Vanitas in Plexiglas

■ Künstleruhren können transformieren! Beispielsweise Zeit in beispielsweise Geld

Um auf Anhieb zu erkennen, ob ein Künstler ausgebrannt ist, ideenmüde, kreativitätslahm, ob seine beste Zeit vorbei ist, muß man bloß einmal auf die Uhr sehen – die Armbanduhr, die der in Frage stehende Künstler gestaltet hat.

Zum Beispiel Hundertwasser.

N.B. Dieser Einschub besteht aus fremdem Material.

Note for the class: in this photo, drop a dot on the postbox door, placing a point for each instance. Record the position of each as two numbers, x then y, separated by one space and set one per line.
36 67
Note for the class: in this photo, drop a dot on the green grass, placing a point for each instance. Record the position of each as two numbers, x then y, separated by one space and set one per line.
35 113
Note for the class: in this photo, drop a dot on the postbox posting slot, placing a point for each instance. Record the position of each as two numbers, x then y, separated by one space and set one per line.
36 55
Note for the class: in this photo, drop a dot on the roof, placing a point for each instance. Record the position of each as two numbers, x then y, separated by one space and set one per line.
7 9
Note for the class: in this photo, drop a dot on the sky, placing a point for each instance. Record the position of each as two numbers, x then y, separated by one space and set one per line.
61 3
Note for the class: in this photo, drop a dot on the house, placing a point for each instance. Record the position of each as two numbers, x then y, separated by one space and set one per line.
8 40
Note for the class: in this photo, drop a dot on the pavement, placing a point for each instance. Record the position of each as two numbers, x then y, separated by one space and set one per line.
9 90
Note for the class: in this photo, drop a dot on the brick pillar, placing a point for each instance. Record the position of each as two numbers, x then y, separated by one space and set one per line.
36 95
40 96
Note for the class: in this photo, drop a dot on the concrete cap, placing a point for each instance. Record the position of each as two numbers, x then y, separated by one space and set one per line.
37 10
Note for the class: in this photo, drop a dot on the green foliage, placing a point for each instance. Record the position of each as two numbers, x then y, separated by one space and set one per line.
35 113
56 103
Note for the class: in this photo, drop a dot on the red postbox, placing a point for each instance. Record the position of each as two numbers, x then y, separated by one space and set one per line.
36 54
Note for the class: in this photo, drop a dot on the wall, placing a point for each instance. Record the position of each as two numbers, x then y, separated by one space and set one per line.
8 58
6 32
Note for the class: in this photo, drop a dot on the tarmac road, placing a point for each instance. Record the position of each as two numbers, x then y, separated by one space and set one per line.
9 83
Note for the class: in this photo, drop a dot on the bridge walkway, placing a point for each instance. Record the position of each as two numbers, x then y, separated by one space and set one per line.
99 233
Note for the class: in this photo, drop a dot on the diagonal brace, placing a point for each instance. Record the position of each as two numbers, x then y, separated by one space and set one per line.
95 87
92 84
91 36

Wer ihn vor Jahren oderJahrzehnten für einen vielleicht mystisch-verschrobenen, jedoch in Umwelt- und Sozialbelangen schwer engagierten Kunstschaffenden hielt, wird durch einen einzigen Blick auf die Hundertwasser-Armbanduhr sofort davon überzeugt, daß die multiinterpretationsfähigen Schlangenmuster des Friedensreichen nur einen Zweck haben können: die Transformation metaphysischer Kategorien wie beispielsweise Zeit in physisch Faßbares wie beispielsweise Geld. Oder Otmar Alt. Wer ihn früher für einen naiven, jedoch in Sachen höherer Heiterkeit noch legitimen Bürokalendervorlagenlieferanten in Nachfolge Miròs hielt, wird durch einen Blick nur auf die Otmar-Alt-Armbanduhr nachhaltig davon überzeugt, daß der Bunte-Tiere-Abstrahist heute kaum mehr den Eignungstest für die Dekoentwurfabteilung eines Duschvorhangherstellers schaffen dürfte.

Und nun Klaus Staeck. Wer ihn früher für einen etwas sauertöpfischen, jedoch schärfstkritischen Entlarvungs-Bildmonteur in Sinn und Stil John Heartfields hielt, der sollte jetzt mal auf die Uhr gucken. Die Uhr, die Staeck in – Achtung, Sammler aufgepaßt! – „weltweiter“ (warum nicht gleich galaxisumspannender?) Gesamtauflage von 1.000 Exemplaren à 125 Mark knapp über Swatch-Discountpreis anbietet. „Die Uhr zur Zeit“, wie es – Achtung: Bedeutungsdoppelboden! – in Staecks Kunstversandhauskatalog heißt.

Wie aber sieht sie aus, die Uhr zur Zeit vom zeitkritischsten Künstler aller Nachkriegszeiten? Wie ein Labyrinth. Ein kleiner Irrgarten verschlungener plexigläserner Wege führt übers Zifferblatt, darin rollt eine Kugel hin und her und bedeutet – ja, was? Daß unsere Zeit verwirrter ist denn je? Daß heute hier und morgen dort der Weg verläuft? Daß wir, im Labyrinth verlaufen, am Ende nur ein Spielball sind? Daß wir als solcher hin- und hergerollt zu werden drohen am Schlenkerarm der großen Zeitdiebe: Wirtschaft und Kapital? Und daß sich dieses wiederum nur dann vermeiden läßt, wenn wir kritische Köpfe werden, querdenkende Charakterschädel mit Ekken und mit Kanten, die verhindern, daß wir selbstkontrollelos rumkugeln im gläsernen Gefängnis unserer fremdbestimmten Lebenszeit?

Schon möglich, daß die Uhr all dies bedeuten will. Wahrscheinlicher jedoch zeigt sie nur: Der kreativen Phase letzte Stunde hat auch bei Staeck endgültig nun geschlagen – er kann jetzt bitte mit dem Kunstgewerbe aufhören, bevor er einem nur noch auf den Zeiger geht. Walter Filz

Was soll das alles bedeuten? Daß unsre Zeit verwirrter ist denn je? Daß heute hier, morgen dort der Weg verläuft?